Sarı öküzü verdik.
Esmer tenli gençleri ve
kara kaşlı çocukları da,
Sarışın, kumral, siyah saçlı kızları da verdik.
Verdik ve doyuramadık. Evet, bu acımasız, zorba anlayış doymadı, yetmedi aldıkları.
Biz verdikçe o pervasızca istedi ve istediğini de aldı.
Biz sustukça o gözaltına aldı, tutukladı,zindanlar doldu taştı.
Yetmedi, yenilerini açtılar hem de kırmızı kurdelalar ile...
Şimdi sıra kime gelecek, diye bekledik.
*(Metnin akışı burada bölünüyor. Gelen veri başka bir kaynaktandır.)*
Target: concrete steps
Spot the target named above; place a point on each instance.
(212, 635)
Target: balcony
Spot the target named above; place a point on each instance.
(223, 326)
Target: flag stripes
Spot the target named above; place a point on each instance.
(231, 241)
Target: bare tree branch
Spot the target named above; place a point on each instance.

Hep birlikte sıramızı bekledik.
Sustukça sıranın herkese geleceğini de bilmeliydik.
Solcular, aydınlar ,demokratlar.
Halkların kardeşliği diyenler.
Barış içinde yaşamak isteyen ve bunun vaadini verenler.
Sekülerler, laik, çağdaş ve Atatürkçüler ve hatta "Tam bağımsız Türkiye" sloganı atanları da aldılar.
Gazetecileri, yazarları, çizerleri hatta ve hatta ıslık çalanları bile, bu suçtur, deyip aldılar, tutukladılar.
Yetmedi;
Sıra samimi müslümanlara geldi.
Siyasetlerine itiraz eden dindarları, cemaatleri, dernekleri, vakıfları.
İtiraz eden başörtülü kadınları, "Artık yeter" diyerek, sesini çıkaran gençleri.
Anneleri, babaları, dostları, mütedeyyinleri.
Konuşanları, karşı çıkanları, itiraz edenleri,
evet hepsini acımadan hapishanelere doldurdular.
Hem de hukuksuz uygulamalarla.
Sonra;
Başörtüsü mücadelesinde şeref, haysiyet, din, ahlak, diyerek direnen herkesi, her kesimi düşman ilan ettiler.
Hak, hukuk, adalet, insaf, vicdan, diyen her anlayışa göründü bu soğuk beton duvarlar.
Ve ardında;
Evlatsız annelerin çoğaldığı, ağıtların, gözyaşının dinmediği, kadersiz, kederli, gözleri nemli, boğazları düğümlü insanların çoğaldığı bir coğrafyaya çevirdiler bu toprakları.
Sıra bu günlerin mimarlarına geldiğinde ise,
Yargısız,kanunsuz,haksız,hukuksuz,dikta edenlere,sesiz kenarda oturanlara,rahatı yerinde,tuzu kuru olanları birer bire çağırdıklarında;
Sesini çıkaracak kimse kalmayacaktır.
Evet, biz ilk başta o sarı öküzü almalarına izin vermeyecektik.